The newer electric models go some way towards addressing concerns around travel range and charging. Ola is shipping its scooter with a charger that can be plugged in at home, while Hero has a modular battery that is removable for charging.
Some of these vehicles have a range of as much as 210 kilometers on a single charge, enough for a week’s commute in some of the country’s largest cities, and the companies are also building more charging points across the country.
But the availability of charging facilities across India remains inadequate compared to China or western economies, which make long journeys out-of-reach.
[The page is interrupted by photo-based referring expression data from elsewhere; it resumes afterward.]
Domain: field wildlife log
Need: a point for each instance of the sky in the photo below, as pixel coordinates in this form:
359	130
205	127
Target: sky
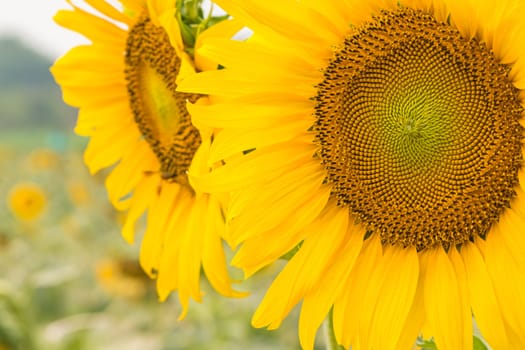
31	21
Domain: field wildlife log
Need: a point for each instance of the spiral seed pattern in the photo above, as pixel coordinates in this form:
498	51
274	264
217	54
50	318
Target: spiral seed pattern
419	130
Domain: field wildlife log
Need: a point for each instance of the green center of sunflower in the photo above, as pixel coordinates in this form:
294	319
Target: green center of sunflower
419	131
152	66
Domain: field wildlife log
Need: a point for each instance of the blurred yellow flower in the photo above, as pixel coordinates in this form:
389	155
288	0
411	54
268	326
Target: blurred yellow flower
78	192
118	279
124	86
26	201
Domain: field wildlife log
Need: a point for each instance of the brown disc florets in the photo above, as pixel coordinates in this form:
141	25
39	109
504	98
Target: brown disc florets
419	130
152	66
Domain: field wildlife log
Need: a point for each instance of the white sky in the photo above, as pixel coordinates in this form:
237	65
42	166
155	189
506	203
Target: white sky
31	21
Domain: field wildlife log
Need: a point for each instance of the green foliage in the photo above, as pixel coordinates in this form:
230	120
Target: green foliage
430	345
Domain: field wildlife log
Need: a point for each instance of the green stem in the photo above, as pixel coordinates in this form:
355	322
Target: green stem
331	341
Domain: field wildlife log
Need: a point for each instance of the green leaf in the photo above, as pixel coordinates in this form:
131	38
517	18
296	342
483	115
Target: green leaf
426	344
478	344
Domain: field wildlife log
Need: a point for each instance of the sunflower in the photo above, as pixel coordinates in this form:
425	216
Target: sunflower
383	143
26	201
124	86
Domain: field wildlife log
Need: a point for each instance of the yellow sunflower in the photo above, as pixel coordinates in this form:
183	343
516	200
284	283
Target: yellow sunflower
383	140
124	86
26	201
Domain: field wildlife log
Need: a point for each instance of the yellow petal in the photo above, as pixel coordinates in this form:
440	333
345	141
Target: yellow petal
397	291
318	301
350	306
253	168
508	282
303	271
442	300
145	190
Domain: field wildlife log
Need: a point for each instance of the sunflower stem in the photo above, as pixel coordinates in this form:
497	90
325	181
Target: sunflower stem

Oil Minister Hardeep Singh Puri said this week that India’s oil companies would set up charging stations in main cities and on national highways.
Another hurdle is the massive size of the Indian two-wheeler fleet, which will “take a lot of time to turn over through the fleet and replace existing vehicles,” said Cuneyt Kazokoglu, head of oil demand at London-based energy consultancy FGE.
There is also little consensus around the sector’s growth forecast: the country’s biggest oil refiner Indian Oil Corp., projects that the share of electric two-wheelers is likely to be only 30% of sales in 2030. FGE sees just 5% of total scooter sales around 2025 to 2030 being electric.
Nevertheless, Indian refiners have already started shifting away from gasoline and diesel, efforts which will likely be accelerated after Modi’s pledge.
Indian Oil has started battery swapping for electric vehicles at some of its refueling stations while Reliance Industries Ltd., India’s most valuable company and operator of the world’s biggest oil refining complex, plans to make its operations carbon neutral by 2035.
What industry players want now is a stated goal from the Modi government on phasing out gas-powered two-wheelers.
“In the absence of concrete conversion targets, it’s difficult for companies to make concrete plans,” said Naveen Munjal, an industry veteran who launched India’s first electric bicycle in 2001 and its first e-scooter in 2007. He’s now the managing director of Hero Electric.
“If there is a policy in place that we have to convert by 2025 or 2030, then the whole ecosystem will fall in place,” he said.